Sam went into early retirement some years ago and is battling financially in making ends meet with his small pension. I’ve known Sam for several years and decided some time ago to shift him from friends to a distant associate.
Who is abusing you as an emotional garbage bag?
It took me a while to understand that spending time with Sam was emotionally draining because he spent most of the time blaming all that went wrong in his life on his family history. He is still dumping all his emotional baggage onto anyone willing to offer a sympathetic ear because unsurprisingly he has few real friends left.
Sam has spent most of his life living in quiet misery after a therapist told him that his authoritarian father and siblings were to blame for his depression. Over the years he spent a fortune on different therapies with no noticeable change to his mental health.
I have a particular gripe against a certain school of therapy that seems to absolve the client of all responsibility for the circumstances they find themselves in, particularly when it comes to blaming family circumstances, bosses at work, former teachers, and former marriage partners for everything that has gone wrong.
The blame game is meanwhile becoming a collective behavior pattern where the heads of government, educational and religious institutions, big business, and global organizations are becoming the targets for venting toxic emotions. The vile language in some of the social media chats is revealing of the culture of entitlement.
Just don’t take responsibility for your own life!
Divorce, separation, and early childhood trauma and neglect is almost everybody’s history. So what is the big deal? Get over it and move on and stop spending the rest of your life wallowing in self-pity like Sam.
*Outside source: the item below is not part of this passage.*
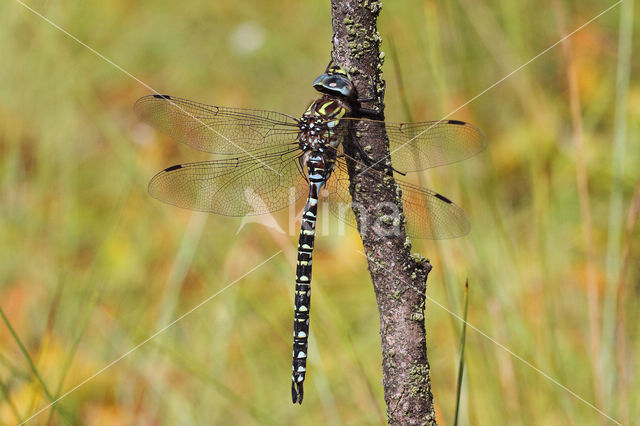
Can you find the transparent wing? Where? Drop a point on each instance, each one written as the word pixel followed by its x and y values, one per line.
pixel 429 215
pixel 245 185
pixel 419 146
pixel 216 129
If you have suffered a major personal loss, the big question to ask is: What have I got left?
The first step in moving forward is acceptance
When famous British physicist Stephen Hawking was diagnosed early in his career with motor neuron disease that gradually paralyzed him, he did not fall into self-pity. All his mental capacity remained. When he was confined to a wheelchair and eventually lost his speech he could only communicate with a speech-generating device. Yet he continued traveling widely and working on numerous scientific studies. When Hawking died at the age of 76, he had become one of the world’s most renowned physicists.
With so many people at the moment suffering financial, health, and personal loss as a result of the pandemic, the first step is acceptance. Be true to yourself and accept that you are not responsible for external circumstances but very well responsible for your attitude toward those circumstances that are out of your control.
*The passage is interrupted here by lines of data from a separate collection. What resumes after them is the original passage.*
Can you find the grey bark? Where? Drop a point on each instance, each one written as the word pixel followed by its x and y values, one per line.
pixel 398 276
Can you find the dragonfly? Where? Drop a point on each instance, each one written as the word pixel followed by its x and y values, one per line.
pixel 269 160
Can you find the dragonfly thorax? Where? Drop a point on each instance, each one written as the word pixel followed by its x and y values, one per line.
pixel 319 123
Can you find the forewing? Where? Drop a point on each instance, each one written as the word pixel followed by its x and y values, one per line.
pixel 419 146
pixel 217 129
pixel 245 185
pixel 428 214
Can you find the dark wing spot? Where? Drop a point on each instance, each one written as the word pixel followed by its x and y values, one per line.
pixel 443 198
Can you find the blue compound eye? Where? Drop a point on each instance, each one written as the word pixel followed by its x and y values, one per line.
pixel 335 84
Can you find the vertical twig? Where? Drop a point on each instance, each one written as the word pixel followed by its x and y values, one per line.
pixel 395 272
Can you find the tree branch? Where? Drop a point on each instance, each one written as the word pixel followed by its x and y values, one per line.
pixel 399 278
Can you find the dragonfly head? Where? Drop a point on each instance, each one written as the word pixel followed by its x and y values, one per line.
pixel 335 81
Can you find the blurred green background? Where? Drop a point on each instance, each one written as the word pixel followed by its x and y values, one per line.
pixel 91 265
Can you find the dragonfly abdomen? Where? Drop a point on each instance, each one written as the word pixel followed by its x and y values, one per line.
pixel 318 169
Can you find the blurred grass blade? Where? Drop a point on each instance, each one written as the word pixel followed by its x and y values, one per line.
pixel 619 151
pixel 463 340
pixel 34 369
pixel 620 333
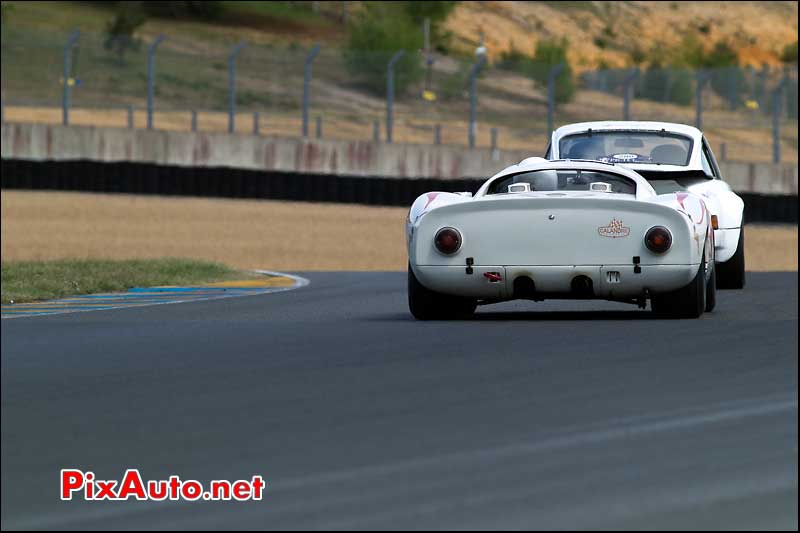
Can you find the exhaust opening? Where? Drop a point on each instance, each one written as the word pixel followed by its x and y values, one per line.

- What can I learn from the new situation?
- What resources, knowledge, networks can I activate?
- What is the first step that I can take today to change my situation?
- What are the things that I can still truly be grateful for?
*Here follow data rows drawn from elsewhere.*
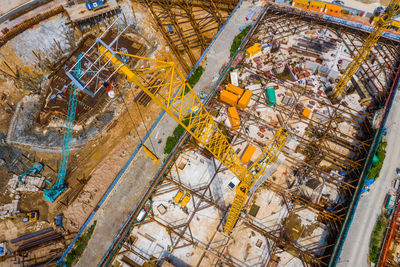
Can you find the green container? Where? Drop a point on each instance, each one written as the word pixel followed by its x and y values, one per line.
pixel 375 159
pixel 270 92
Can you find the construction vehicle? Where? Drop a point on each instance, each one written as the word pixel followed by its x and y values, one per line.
pixel 60 186
pixel 26 217
pixel 381 24
pixel 94 4
pixel 188 110
pixel 36 169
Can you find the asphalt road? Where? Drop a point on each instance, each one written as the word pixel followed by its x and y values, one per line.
pixel 356 247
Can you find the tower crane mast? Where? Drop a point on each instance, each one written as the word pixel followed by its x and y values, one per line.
pixel 381 25
pixel 59 186
pixel 177 98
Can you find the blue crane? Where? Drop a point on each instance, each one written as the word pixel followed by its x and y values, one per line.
pixel 36 168
pixel 60 186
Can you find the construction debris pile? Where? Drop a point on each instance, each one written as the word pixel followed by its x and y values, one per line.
pixel 10 209
pixel 28 184
pixel 296 208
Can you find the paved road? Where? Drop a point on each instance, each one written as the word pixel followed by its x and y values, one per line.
pixel 356 247
pixel 127 192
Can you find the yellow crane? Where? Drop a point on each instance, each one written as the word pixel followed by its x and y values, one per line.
pixel 164 83
pixel 381 25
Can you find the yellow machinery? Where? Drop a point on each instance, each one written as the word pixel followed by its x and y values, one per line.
pixel 381 25
pixel 176 97
pixel 26 217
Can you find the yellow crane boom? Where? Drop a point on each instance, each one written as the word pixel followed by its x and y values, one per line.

- What habits, attitude, and mindset can I change that will improve my vibrational energy that will in turn attract from the universe what I need?
Gratitude, self-care, humility, and self-respect is the antidote to blaming external circumstances and going into entitlement. By blaming the abuser you are giving that abuser power over you that he does not deserve. By accepting responsibility for your own life you are consciously regaining your self-respect and motivational energy to move forward.